4. Designing with Straight or Wavey Lines
Horological Work: Watch DialsThis type of work requires the very greatest precision and is done almost exclusively with the aid of powerful binocular microscopes mounted on the machine. Stopping and positioning must be accurate to within a "flea's eyebrow". We use the micrometers on the machine in conjunction with datum points to measure accurately to produce a high precision result on the dial.
For engine turning students, it should be noted that the entire piece was cut with no guide, using depth stops instead. Considerable care is necessary in the setting up, especially as the dial has to be transferred from the rose engine, where the circles and ratchet work were cut first, to the straight line machine where the job was finished, retaining very accurate concentricity and facing true. The blank plate was stamped with the holes and glued to a steel disc with cyanoacrylate before centring on the rose engine. First the ratchet work was done, then the very fine circles 1/896 inch (approximately 0.028mm) apart on the minute ring and coarser circles, at 8/196 inch (0.2268mm) pitch were cut on the chapter ring. On the straight line machine, first the cartouches were marked with the bottom of cut and edge of flange 0.3mm inside, feint tramlines to work to. Then the cartouches were cut, leaving the interior plain. Next the sunray was cut 120 cuts to the circle, then the minutes and hours at different depths. The diameter of the sunray is 20mm. Finally the catouches were engine turned with very fine straight lines approximately 0.028mm apart to ensure a perfect surface for printing the brand names. A dial of this quality must be finished without even the hint of a burr remaining anywhere on it. The sunray must start and end as invisibly as possible. All the cutting must be clean and of precisely even depth without even a hint of a shade or streak. Errors are often more easy to see with the naked eye than with the microscope because of the averaging effect of a wider angle view on reflected light. The cutting tools must be ground and polished to the very finest quality. How to layout a drawing of an engine turned watch dial design for the engine turner
Cartouches can be many shapes, always drawn on the layout with tramlines representing the path of the tool tip and the inside edge of the cartouche. An escutcheon tool is used, with the shallow angle on the inside, making a nice bevelled frame for the cartouche. See tool shapes. The minute ring has been cut with 60 very fine radial lines, every fifth cut deeper for the hour. The background of the minute ring is cut with very fine circular lines, spacing about 0.03mm pitch. The cartouche has the same line spacing, cut horizontally straight line. Thus every visible part of the dial has been machined on the engine turning machines, rose engine and straight line. By varying the depth of cut by very small amounts, different levels are created on the dial for the different areas, mostly created in an order of working so that the deepest areas are cut first, with shallower cuts able to exit into air cleanly, leaving crisp and clean edges to all sections. Very fine cutting and very shallow repeat passes of the tool on exit cuts ensure that no burrs are formed. The sunray above was cut inwards so that burrs would only form in the hole, and since the cuts are very fine at that point are minimal and easily removed. Specification of the actual pattern is not normally very detailed, because we do most of the work ourselves in creating it. In the drawing layout image above, the specification is shown at top right; "Sunray lines, 240 cuts". For the pattern below, it would be ".1786 Crosshatch".

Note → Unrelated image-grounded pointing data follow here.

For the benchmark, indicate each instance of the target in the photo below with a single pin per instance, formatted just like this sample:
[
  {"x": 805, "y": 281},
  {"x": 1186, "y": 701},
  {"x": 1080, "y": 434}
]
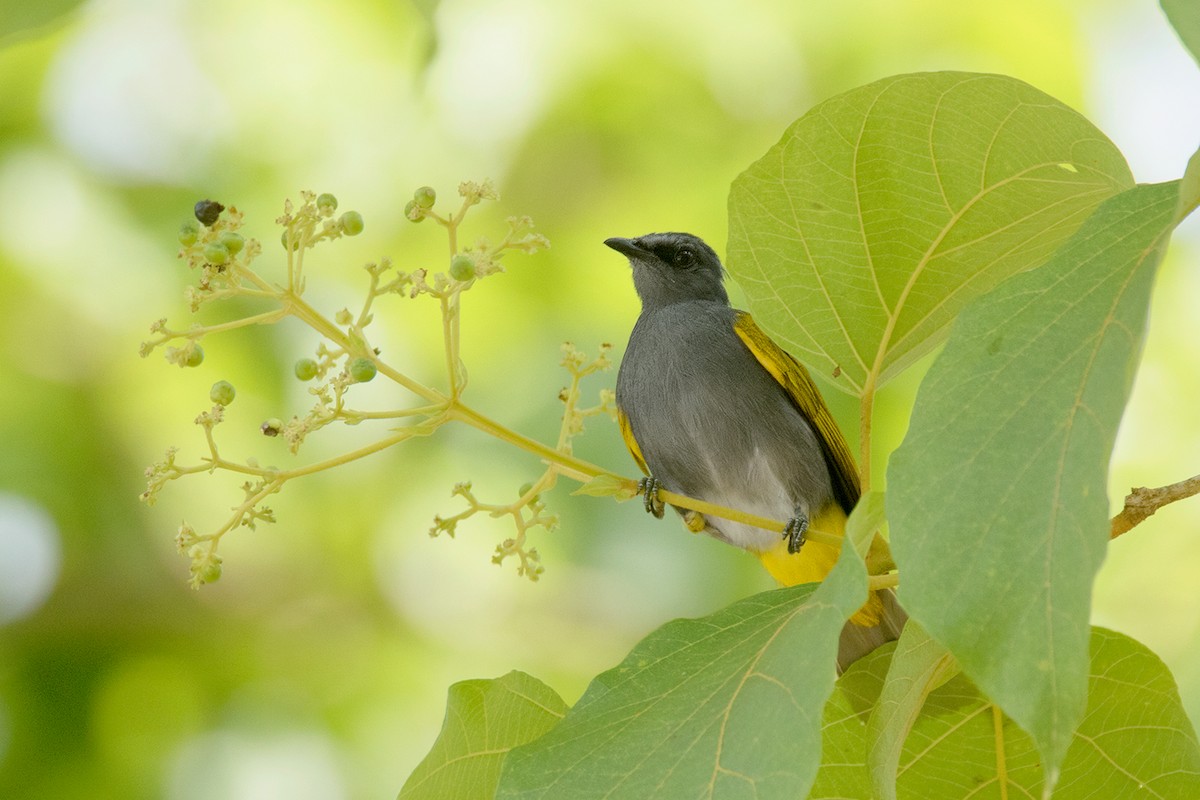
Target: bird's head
[{"x": 672, "y": 268}]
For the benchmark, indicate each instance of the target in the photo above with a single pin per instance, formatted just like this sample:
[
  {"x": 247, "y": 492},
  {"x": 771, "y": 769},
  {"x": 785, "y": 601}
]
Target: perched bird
[{"x": 712, "y": 408}]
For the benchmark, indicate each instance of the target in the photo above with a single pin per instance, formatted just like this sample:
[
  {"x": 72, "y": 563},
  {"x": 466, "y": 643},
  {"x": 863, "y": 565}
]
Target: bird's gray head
[{"x": 672, "y": 268}]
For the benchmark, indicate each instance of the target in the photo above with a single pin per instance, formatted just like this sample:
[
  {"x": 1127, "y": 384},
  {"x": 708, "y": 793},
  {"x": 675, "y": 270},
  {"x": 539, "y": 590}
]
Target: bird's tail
[{"x": 876, "y": 623}]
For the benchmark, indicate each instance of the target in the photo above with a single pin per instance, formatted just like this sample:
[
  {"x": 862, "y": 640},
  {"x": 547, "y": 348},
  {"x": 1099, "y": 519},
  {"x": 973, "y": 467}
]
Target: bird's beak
[{"x": 627, "y": 247}]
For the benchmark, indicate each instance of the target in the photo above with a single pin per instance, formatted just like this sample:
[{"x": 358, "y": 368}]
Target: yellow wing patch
[
  {"x": 627, "y": 433},
  {"x": 796, "y": 380}
]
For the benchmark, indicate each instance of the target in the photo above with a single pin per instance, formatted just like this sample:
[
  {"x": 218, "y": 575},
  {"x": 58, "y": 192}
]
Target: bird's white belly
[{"x": 751, "y": 487}]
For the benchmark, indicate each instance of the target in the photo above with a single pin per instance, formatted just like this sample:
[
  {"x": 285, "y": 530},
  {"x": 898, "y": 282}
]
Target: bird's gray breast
[{"x": 713, "y": 423}]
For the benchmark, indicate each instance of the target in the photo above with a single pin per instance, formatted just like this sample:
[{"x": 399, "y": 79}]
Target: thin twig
[{"x": 1141, "y": 503}]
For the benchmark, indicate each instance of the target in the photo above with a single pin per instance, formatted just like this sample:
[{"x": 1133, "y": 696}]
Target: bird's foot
[
  {"x": 795, "y": 530},
  {"x": 648, "y": 487}
]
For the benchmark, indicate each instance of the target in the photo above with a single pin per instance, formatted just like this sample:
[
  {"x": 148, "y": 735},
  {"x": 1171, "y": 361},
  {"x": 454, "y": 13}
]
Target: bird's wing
[
  {"x": 627, "y": 433},
  {"x": 796, "y": 380}
]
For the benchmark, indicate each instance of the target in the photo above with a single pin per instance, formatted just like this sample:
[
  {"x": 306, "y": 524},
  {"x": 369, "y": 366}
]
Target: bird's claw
[
  {"x": 795, "y": 530},
  {"x": 648, "y": 487}
]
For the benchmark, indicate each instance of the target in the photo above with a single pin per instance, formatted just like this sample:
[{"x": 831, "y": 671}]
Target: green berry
[
  {"x": 222, "y": 392},
  {"x": 187, "y": 233},
  {"x": 327, "y": 203},
  {"x": 232, "y": 241},
  {"x": 208, "y": 211},
  {"x": 363, "y": 370},
  {"x": 216, "y": 253},
  {"x": 306, "y": 368},
  {"x": 425, "y": 197},
  {"x": 210, "y": 572},
  {"x": 195, "y": 356},
  {"x": 352, "y": 223},
  {"x": 462, "y": 268}
]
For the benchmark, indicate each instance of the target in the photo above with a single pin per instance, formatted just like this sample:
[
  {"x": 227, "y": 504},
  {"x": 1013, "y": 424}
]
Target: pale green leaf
[
  {"x": 883, "y": 211},
  {"x": 723, "y": 707},
  {"x": 1185, "y": 17},
  {"x": 23, "y": 18},
  {"x": 1189, "y": 188},
  {"x": 918, "y": 667},
  {"x": 1134, "y": 740},
  {"x": 485, "y": 720},
  {"x": 996, "y": 497}
]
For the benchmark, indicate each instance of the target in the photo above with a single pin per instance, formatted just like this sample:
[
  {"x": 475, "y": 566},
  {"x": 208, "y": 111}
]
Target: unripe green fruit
[
  {"x": 327, "y": 203},
  {"x": 232, "y": 241},
  {"x": 222, "y": 392},
  {"x": 462, "y": 268},
  {"x": 208, "y": 211},
  {"x": 306, "y": 368},
  {"x": 352, "y": 223},
  {"x": 210, "y": 572},
  {"x": 425, "y": 197},
  {"x": 187, "y": 233},
  {"x": 363, "y": 370},
  {"x": 216, "y": 253}
]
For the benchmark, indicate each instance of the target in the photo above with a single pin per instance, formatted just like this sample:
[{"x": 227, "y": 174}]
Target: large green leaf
[
  {"x": 883, "y": 211},
  {"x": 918, "y": 667},
  {"x": 1185, "y": 16},
  {"x": 996, "y": 500},
  {"x": 1134, "y": 740},
  {"x": 485, "y": 720},
  {"x": 723, "y": 707}
]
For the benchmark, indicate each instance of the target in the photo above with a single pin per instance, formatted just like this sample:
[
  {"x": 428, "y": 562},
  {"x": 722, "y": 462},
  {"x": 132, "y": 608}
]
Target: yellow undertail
[{"x": 815, "y": 561}]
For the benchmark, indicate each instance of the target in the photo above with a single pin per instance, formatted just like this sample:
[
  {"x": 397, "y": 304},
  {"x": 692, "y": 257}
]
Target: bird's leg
[
  {"x": 648, "y": 487},
  {"x": 795, "y": 530}
]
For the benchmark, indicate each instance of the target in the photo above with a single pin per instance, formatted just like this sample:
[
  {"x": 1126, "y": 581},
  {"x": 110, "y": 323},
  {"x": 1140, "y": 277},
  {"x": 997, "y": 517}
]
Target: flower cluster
[{"x": 223, "y": 260}]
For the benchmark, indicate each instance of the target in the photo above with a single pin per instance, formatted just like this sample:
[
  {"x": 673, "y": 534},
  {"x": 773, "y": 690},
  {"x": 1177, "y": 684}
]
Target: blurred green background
[{"x": 317, "y": 667}]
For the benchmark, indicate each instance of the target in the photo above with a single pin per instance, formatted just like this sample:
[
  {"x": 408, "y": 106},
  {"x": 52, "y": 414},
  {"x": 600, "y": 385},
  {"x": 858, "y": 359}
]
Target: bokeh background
[{"x": 317, "y": 667}]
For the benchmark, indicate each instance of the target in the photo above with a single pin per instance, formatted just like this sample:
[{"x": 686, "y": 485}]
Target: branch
[{"x": 1143, "y": 503}]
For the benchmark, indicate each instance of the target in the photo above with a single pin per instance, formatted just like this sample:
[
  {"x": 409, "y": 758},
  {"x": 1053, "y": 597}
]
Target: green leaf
[
  {"x": 918, "y": 667},
  {"x": 996, "y": 497},
  {"x": 485, "y": 720},
  {"x": 1134, "y": 741},
  {"x": 21, "y": 18},
  {"x": 721, "y": 707},
  {"x": 1185, "y": 18},
  {"x": 883, "y": 211}
]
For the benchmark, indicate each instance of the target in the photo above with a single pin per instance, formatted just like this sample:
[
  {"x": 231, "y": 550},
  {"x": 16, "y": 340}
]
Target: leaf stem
[{"x": 1143, "y": 503}]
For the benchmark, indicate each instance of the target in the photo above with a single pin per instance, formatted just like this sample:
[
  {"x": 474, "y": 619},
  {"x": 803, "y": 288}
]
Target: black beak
[{"x": 627, "y": 247}]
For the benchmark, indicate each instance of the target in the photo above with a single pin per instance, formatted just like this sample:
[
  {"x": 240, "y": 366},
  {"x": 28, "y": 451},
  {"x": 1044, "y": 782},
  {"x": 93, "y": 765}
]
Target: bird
[{"x": 712, "y": 408}]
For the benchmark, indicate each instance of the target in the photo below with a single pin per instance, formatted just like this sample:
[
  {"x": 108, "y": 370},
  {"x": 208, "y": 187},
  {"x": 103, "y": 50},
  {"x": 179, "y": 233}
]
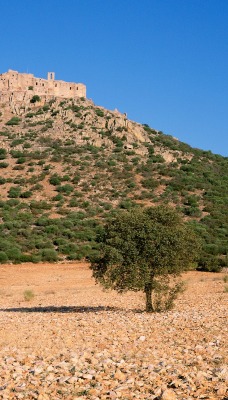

This is a typical pattern used on parts of watch dials, such as the area within the chapter ring which in the above example is a sunray. Many of the patterns you will see in the pattern reference can be used, usually miniaturised, on dial centres, and for smaller inset dials and quadrants.
0.01786 inch is half the distance from one peak of the bar to the next. The side of the small cross hatch square can be deduced by pythagoras since the diagonal is 0.03571 inch; it is approx 0.02525 inch, approx 0.641mm - considerably enlarged in this microscope image. We can do this in various sizes, but it should be noted that the .1786 size illustrated above, with a 4x4 cross hatch design, was produced with a pattern bar made on the machine used for the engine turning to ensure the nearest perfect uniformity and accuracy of the pattern angles and repetition. The exact crossing was 1/56 inch, the pattern pitch at 32 div on a 64 tooth ratchet with 14tpi when cutting the pattern bar and touch. Accuracy of the bar is estimated at ± 0.0003 inch, smoothed by the multiple touch in the direction of the cut. We are currently working with one of our horological customers on new technology for making even better pattern bars for sharper and longer wearing cross hatch and 90 degree square diamond barley patterns.